Андрей накапливал свои деньги не целенаправленно. Отнюдь, нет. Он старался инвестировать их в полезные инфраструктурные и промышленные объекты по мере возможности. Но их пока, в силу узкого кадрового резерва, это было не так-то и просто масштабировать. Ведь люди, умеющие хотя бы читать, писать и считать требовались всюду и много. А их подготовка более-менее организованно велась лишь в Туле да Прохорове. Посему доходы пока что заметно опережали расходы у молодого Палеолога, и он без лишних рефлексий вкладывался в этот заморский проект. Тем более, он пока что не требовал образованных людей и решался преимущественно иноземных квалифицированных кадров.
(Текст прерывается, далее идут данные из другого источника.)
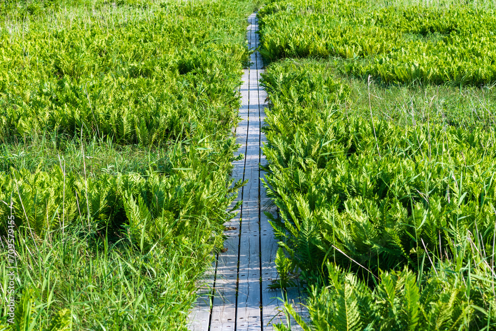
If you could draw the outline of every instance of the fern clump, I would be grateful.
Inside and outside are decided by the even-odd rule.
[[[345,112],[350,88],[321,70],[263,75],[284,285],[308,282],[316,330],[494,327],[494,128]]]

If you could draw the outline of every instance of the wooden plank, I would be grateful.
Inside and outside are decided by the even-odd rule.
[[[252,15],[250,17],[254,16]],[[256,44],[254,31],[248,34],[250,46]],[[251,61],[255,60],[254,54]],[[248,75],[248,137],[245,167],[245,178],[248,180],[244,188],[243,217],[241,223],[241,240],[238,281],[238,307],[236,330],[261,329],[260,309],[260,240],[258,226],[258,162],[259,158],[259,121],[257,117],[258,84],[256,72],[250,66]],[[247,102],[245,100],[245,102]],[[244,114],[245,115],[245,114]]]
[[[198,291],[198,297],[195,305],[189,312],[188,329],[192,331],[206,331],[208,330],[215,265],[216,261],[214,259],[210,268],[206,272],[206,276]]]

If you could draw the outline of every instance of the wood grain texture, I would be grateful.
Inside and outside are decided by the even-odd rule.
[[[254,50],[258,42],[255,13],[248,17],[248,48]],[[225,224],[228,227],[224,243],[227,250],[218,255],[216,268],[211,272],[209,281],[212,290],[208,295],[211,298],[213,293],[211,311],[210,301],[205,301],[202,306],[203,297],[200,297],[197,307],[189,315],[194,319],[189,325],[193,331],[271,331],[273,324],[286,323],[284,315],[279,310],[282,291],[270,286],[277,277],[274,261],[278,245],[264,212],[275,214],[275,210],[260,179],[265,174],[259,165],[266,163],[261,147],[266,139],[260,129],[265,125],[267,93],[258,83],[263,63],[257,52],[250,57],[251,64],[244,70],[240,87],[239,122],[233,130],[241,145],[238,155],[243,157],[233,162],[232,177],[235,181],[248,180],[248,182],[240,189],[235,201],[243,200],[238,214]],[[289,289],[287,293],[288,299],[294,300],[295,308],[304,312],[299,289]],[[205,324],[205,321],[209,322]]]

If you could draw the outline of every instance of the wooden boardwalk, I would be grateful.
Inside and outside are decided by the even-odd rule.
[[[247,38],[250,49],[254,50],[258,43],[255,13],[248,17],[248,23]],[[238,194],[236,202],[242,200],[243,204],[237,217],[225,224],[227,251],[217,256],[203,292],[189,314],[193,331],[267,331],[273,330],[273,323],[285,323],[278,310],[281,291],[268,288],[277,276],[274,261],[278,246],[263,212],[275,210],[266,206],[268,199],[260,180],[264,174],[259,166],[265,163],[260,147],[266,140],[260,129],[264,124],[267,94],[258,84],[263,63],[258,52],[252,54],[251,62],[243,76],[241,121],[236,130],[241,144],[238,151],[245,157],[235,163],[233,172],[236,181],[248,179],[248,183]],[[287,295],[294,301],[295,309],[301,311],[298,289],[288,289]]]

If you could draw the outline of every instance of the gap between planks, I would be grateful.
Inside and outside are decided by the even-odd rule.
[[[248,47],[255,50],[258,45],[256,13],[248,20]],[[189,329],[192,331],[272,331],[272,324],[285,323],[279,311],[282,292],[269,288],[277,276],[274,261],[278,246],[264,213],[275,214],[275,210],[267,207],[270,204],[260,180],[265,173],[259,166],[265,163],[261,147],[266,141],[260,130],[265,124],[267,97],[258,82],[263,63],[257,51],[250,60],[252,64],[244,70],[242,77],[240,122],[234,131],[241,145],[238,152],[244,157],[234,162],[232,175],[235,182],[248,179],[248,183],[240,189],[234,201],[243,200],[238,214],[225,224],[229,229],[225,233],[227,250],[216,257],[189,314]],[[305,318],[299,293],[297,288],[288,289],[288,298]],[[292,325],[295,324],[292,321]]]

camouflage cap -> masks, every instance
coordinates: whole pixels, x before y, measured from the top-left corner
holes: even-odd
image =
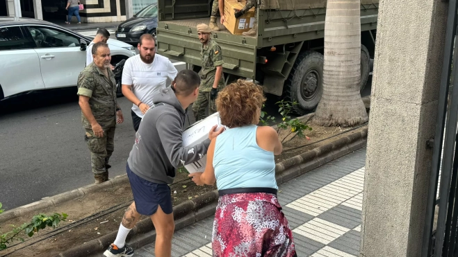
[[[211,30],[207,24],[200,24],[197,25],[197,33],[211,33]]]

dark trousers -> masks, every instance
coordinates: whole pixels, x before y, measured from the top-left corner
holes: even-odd
[[[133,111],[131,111],[131,114],[132,115],[132,123],[133,123],[133,130],[135,130],[136,132],[137,130],[138,130],[138,127],[140,127],[140,122],[142,121],[142,118],[138,116],[137,114],[133,112]]]

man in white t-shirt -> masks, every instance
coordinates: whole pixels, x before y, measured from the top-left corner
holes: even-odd
[[[94,39],[92,42],[89,44],[89,46],[86,48],[86,66],[89,65],[94,60],[92,57],[92,46],[94,44],[99,42],[106,43],[110,38],[110,33],[106,28],[99,28],[97,33],[94,37]]]
[[[153,96],[175,80],[178,71],[170,60],[156,55],[156,40],[150,34],[140,37],[140,54],[127,59],[122,70],[122,94],[132,102],[133,129],[138,130],[145,113],[154,105]]]

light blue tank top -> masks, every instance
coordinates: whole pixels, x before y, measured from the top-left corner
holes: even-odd
[[[278,189],[274,153],[256,142],[255,125],[227,130],[216,138],[213,167],[218,190]]]

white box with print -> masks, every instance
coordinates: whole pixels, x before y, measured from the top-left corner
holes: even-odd
[[[222,126],[220,114],[218,112],[191,125],[183,132],[183,146],[192,148],[202,143],[208,138],[210,130],[215,125],[218,125],[216,130],[219,130]],[[199,161],[186,165],[184,168],[190,173],[203,172],[206,165],[206,153]]]

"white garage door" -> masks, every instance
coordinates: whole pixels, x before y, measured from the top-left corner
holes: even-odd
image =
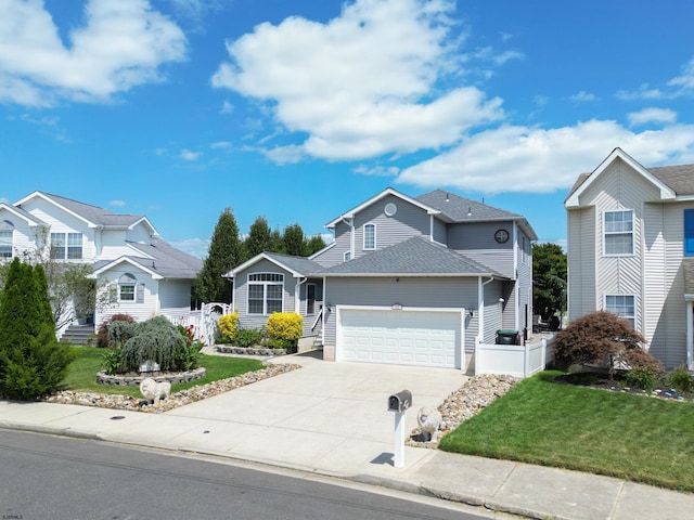
[[[461,367],[461,313],[340,310],[337,360]]]

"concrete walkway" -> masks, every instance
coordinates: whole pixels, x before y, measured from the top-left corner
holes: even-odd
[[[282,358],[301,369],[155,415],[76,405],[0,402],[0,427],[192,452],[434,495],[554,519],[694,519],[694,495],[607,477],[406,447],[393,465],[391,393],[416,411],[465,381],[457,370]]]

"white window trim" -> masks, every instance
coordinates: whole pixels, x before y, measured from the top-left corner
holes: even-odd
[[[367,247],[367,227],[373,229],[373,247]],[[375,251],[376,250],[376,224],[373,222],[365,223],[361,230],[361,245],[364,251]]]
[[[607,298],[609,297],[631,298],[633,302],[633,315],[618,314],[609,310],[607,308]],[[637,296],[635,295],[615,295],[615,294],[603,295],[603,309],[605,309],[607,312],[613,312],[613,314],[617,314],[622,320],[627,320],[628,322],[631,323],[632,328],[635,330],[637,328]]]
[[[607,231],[607,213],[631,213],[631,231]],[[634,239],[634,211],[633,209],[609,209],[603,211],[603,257],[616,258],[616,257],[633,257],[637,253],[635,239]],[[607,252],[607,236],[608,235],[631,235],[631,252]]]
[[[250,280],[252,276],[264,276],[270,275],[273,277],[278,277],[279,280]],[[272,272],[262,272],[262,273],[248,273],[246,278],[246,314],[253,316],[269,316],[268,312],[268,287],[269,286],[280,286],[282,288],[281,294],[281,309],[278,312],[284,312],[284,274],[283,273],[272,273]],[[262,312],[250,312],[250,286],[262,286]],[[253,298],[257,300],[259,298]],[[273,311],[275,312],[275,311]]]

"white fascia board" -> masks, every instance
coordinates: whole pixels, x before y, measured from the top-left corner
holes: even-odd
[[[24,211],[24,212],[17,211],[17,208],[5,203],[0,203],[0,211],[1,210],[5,210],[14,214],[16,218],[22,219],[27,223],[29,227],[36,227],[37,225],[48,225],[46,222],[42,222],[40,219],[37,219],[31,213],[27,211]]]
[[[359,211],[361,211],[362,209],[371,206],[374,203],[377,203],[378,200],[381,200],[382,198],[388,196],[388,195],[393,195],[396,196],[407,203],[413,204],[414,206],[417,206],[420,208],[422,208],[423,210],[425,210],[428,214],[439,214],[440,211],[438,209],[434,209],[429,206],[427,206],[426,204],[422,204],[420,200],[417,200],[416,198],[412,198],[403,193],[398,192],[397,190],[394,190],[393,187],[386,187],[383,192],[374,195],[373,197],[371,197],[368,200],[364,200],[363,203],[361,203],[359,206],[350,209],[349,211],[346,211],[345,213],[340,214],[339,217],[337,217],[336,219],[330,221],[327,224],[325,224],[325,227],[327,229],[332,229],[335,227],[335,225],[343,219],[354,219],[355,214],[357,214]]]
[[[16,203],[14,203],[15,206],[22,206],[24,203],[26,203],[27,200],[31,200],[33,198],[42,198],[43,200],[46,200],[47,203],[52,204],[53,206],[55,206],[56,208],[59,208],[61,211],[66,212],[67,214],[72,214],[73,217],[75,217],[78,220],[81,220],[82,222],[85,222],[87,224],[88,227],[92,227],[92,229],[98,229],[99,225],[95,224],[94,222],[87,220],[85,217],[82,217],[79,213],[76,213],[75,211],[67,209],[65,206],[63,206],[62,204],[57,204],[55,200],[53,200],[51,197],[48,197],[46,194],[41,193],[41,192],[34,192],[30,195],[27,195],[26,197],[24,197],[22,200],[17,200]]]
[[[106,271],[110,271],[111,269],[115,268],[119,263],[124,263],[124,262],[125,263],[129,263],[133,268],[138,268],[141,271],[144,271],[145,273],[147,273],[152,277],[152,280],[164,280],[164,276],[162,276],[160,274],[155,273],[154,271],[145,268],[141,263],[138,263],[138,262],[136,262],[134,260],[132,260],[132,259],[130,259],[128,257],[119,257],[119,258],[113,260],[112,262],[108,262],[106,265],[104,265],[100,270],[94,271],[93,274],[90,277],[100,276],[103,273],[105,273]]]
[[[637,173],[642,176],[645,180],[657,187],[660,191],[660,200],[674,200],[677,198],[677,195],[671,187],[657,179],[653,173],[641,166],[625,151],[622,151],[621,148],[615,148],[607,157],[605,157],[605,159],[597,166],[597,168],[593,170],[586,182],[578,186],[578,188],[576,188],[576,191],[566,199],[566,202],[564,203],[566,209],[580,207],[580,195],[588,188],[588,186],[590,186],[595,181],[595,179],[600,177],[603,171],[605,171],[617,159],[624,160],[629,167],[631,167],[631,169],[633,169]]]

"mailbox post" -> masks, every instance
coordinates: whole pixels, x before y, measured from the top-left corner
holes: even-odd
[[[412,392],[402,390],[388,398],[388,412],[395,412],[395,454],[393,465],[404,466],[404,412],[412,406]]]

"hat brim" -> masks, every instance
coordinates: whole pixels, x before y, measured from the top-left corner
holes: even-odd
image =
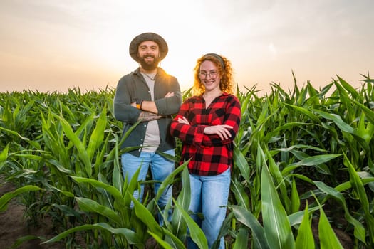
[[[157,33],[151,32],[141,33],[131,41],[129,46],[129,53],[131,58],[135,61],[139,62],[139,58],[137,58],[137,49],[139,45],[146,41],[152,41],[158,44],[160,53],[160,61],[165,58],[168,51],[167,43],[162,37]]]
Всего этого Ермак Тимофеевич не знал.
Для него вообще дела и проекты Андрея Прохоровича находились где-то за гранью понимая, равно как и интереса. Какая-то возня малопонятная. А на выходе пригоршни серебра. Может и не пустое, однако, чуждое.
Он прибыл сюда, в Новый свет, и, неожиданно для себя, обрел здесь новый дом, найдя жену и какой-никакой, а смысл жизни. Лист, что мотался по белу свету, наконец-то прибился к берегу…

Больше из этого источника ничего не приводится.